CFI: What are some of the advantages and disadvantages to being a family-owned and operated business?

Sean: Statistically, very few companies have been around 100 years. Being family-owned and feeling the connection to the history and the legacy, not just for the Rayners, but for the employees, has been really beneficial. It has given us a level of continuity in all things that is really hard to find in private enterprise, although the wood industry has a lot of old and successful family businesses.

Erin: That’s one of the immediate commonalities between VETS and the wood products industry. In a room full of wood industry people, there’s an inordinate number of family businesses present, typically.

Sean: We’ve been very present the last few years at the Alberta Forest Products Association (AFPA) annual conference, and I remember sitting at the table this past year – which was a much different experience, very spread out, a small group – and we just talked family business. Having that common ground, regardless of industry, that’s always fun to discuss.

But, we’re actually planning a big change. A number of years ago, I was considering the idea of employee ownership. Ownership mentality is one of our core values and, looking back over our history, we’ve had several families with multiple generations involved in the business. So, we’re actually in the process of rolling out an employee share ownership plan here at VETS to try and take us forward through the next 25, 50 or 100 years as an organization with commitment and buy-in at a different level from our employees.

CFI: The wood products industry has changed quite a bit just in the last five years, with more and more companies aware of the importance of dust safety. How has VETS positioned itself to navigate these changes and different challenges?

Erin: One of the biggest pieces would be a focus on education. Further to what Sean said, we’re not in this business to get rich off of one customer. The idea has always been to educate our customers. And as the education has progressed, customers are realizing what they’re facing, the possible consequences of it, and that not just anybody can provide a solution that will keep them safe. So, I think that’s definitely been good.
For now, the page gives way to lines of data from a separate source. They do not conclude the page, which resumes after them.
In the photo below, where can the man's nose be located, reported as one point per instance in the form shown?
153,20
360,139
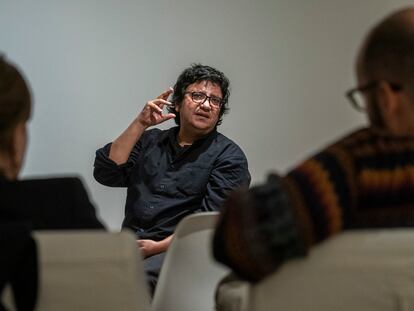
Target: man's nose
206,105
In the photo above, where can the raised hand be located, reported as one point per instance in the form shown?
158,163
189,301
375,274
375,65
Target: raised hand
152,113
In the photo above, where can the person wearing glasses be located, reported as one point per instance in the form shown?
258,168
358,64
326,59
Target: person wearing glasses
363,180
172,173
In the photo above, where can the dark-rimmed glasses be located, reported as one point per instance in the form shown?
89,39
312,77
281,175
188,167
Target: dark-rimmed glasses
200,98
355,95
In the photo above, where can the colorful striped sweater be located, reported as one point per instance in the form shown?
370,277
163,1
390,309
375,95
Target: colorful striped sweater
365,180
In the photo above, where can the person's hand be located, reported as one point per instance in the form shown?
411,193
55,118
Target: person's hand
152,114
148,247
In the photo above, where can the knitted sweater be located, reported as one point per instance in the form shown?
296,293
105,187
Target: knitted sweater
365,180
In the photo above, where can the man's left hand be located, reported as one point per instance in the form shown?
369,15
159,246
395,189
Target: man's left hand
148,247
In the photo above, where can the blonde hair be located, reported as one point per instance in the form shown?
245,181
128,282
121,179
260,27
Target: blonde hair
15,102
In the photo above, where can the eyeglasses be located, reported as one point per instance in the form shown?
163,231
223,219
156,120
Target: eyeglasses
200,98
355,95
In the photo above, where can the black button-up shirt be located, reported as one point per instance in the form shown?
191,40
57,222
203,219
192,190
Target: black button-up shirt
167,182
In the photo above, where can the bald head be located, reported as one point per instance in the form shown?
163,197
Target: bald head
388,51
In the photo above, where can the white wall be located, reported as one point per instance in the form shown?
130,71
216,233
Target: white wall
92,65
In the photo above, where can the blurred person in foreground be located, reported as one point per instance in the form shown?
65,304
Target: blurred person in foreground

Sean: I think that’s a different approach, one that’s kind of inherent within us. When we acquired the company in B.C., we hosted one of the wood dust safety seminars, which Dalhousie University would usually put on and charge $2,000 a head. We came in and I said, “I’m going to pay for the whole thing, and I’m going to invite people to it, because I want them to be aware of the challenges that they’re facing and understand them.” The guys from the company that we bought thought I was bonkers. The old-school mentality of the industry was, “Show them nothing, tell them nothing. This is your livelihood.” And I said, “No, it’s better if more people know what the risks are and how to mitigate them. And I’m just going to do such a good job that they want to use me, and I’m going to be open about it.”
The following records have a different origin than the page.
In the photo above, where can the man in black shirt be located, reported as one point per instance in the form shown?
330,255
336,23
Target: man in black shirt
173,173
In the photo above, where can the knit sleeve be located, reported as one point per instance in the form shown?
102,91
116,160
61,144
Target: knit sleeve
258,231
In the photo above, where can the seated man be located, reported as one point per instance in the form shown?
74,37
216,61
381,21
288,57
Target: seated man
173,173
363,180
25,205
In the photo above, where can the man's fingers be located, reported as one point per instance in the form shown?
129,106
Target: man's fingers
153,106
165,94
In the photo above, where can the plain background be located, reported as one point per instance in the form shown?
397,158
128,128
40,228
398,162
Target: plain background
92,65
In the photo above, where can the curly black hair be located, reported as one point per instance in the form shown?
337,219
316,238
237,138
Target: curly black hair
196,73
CFI: So, where do you see the industry going in the short-term with regards to dust safety?

Sean: From a dust side, I expect that the customers who take it seriously are going to continue to do so and are going to continue to get tighter and tighter with their compliance. And with those who haven’t, we’re going to see an increased level of knowledge and understanding with the regulatory bodies that are going to push them more to do so. We’re seeing that mostly in B.C. and a little bit more here in Alberta. We’re seeing WorkSafe and WCB starting to push the issue more. I think it’s a good thing for everyone.

CFI: What are the plans for VETS in the coming years?

Sean: Pre-pandemic, we were looking at how we continue to develop as a regional player. We do think we bring a value-driven approach that we can deliver further afield from where we currently operate. I really want to put a lot of intention and effort about how we can mix technology with our business to address the needs of the customer. We need to work with some customers on that to give them a product and an offering that makes sense. That’s long-term, trying to figure out what our customers need and how we can use technology to make our delivery better.

This interview has been edited for length and clarity.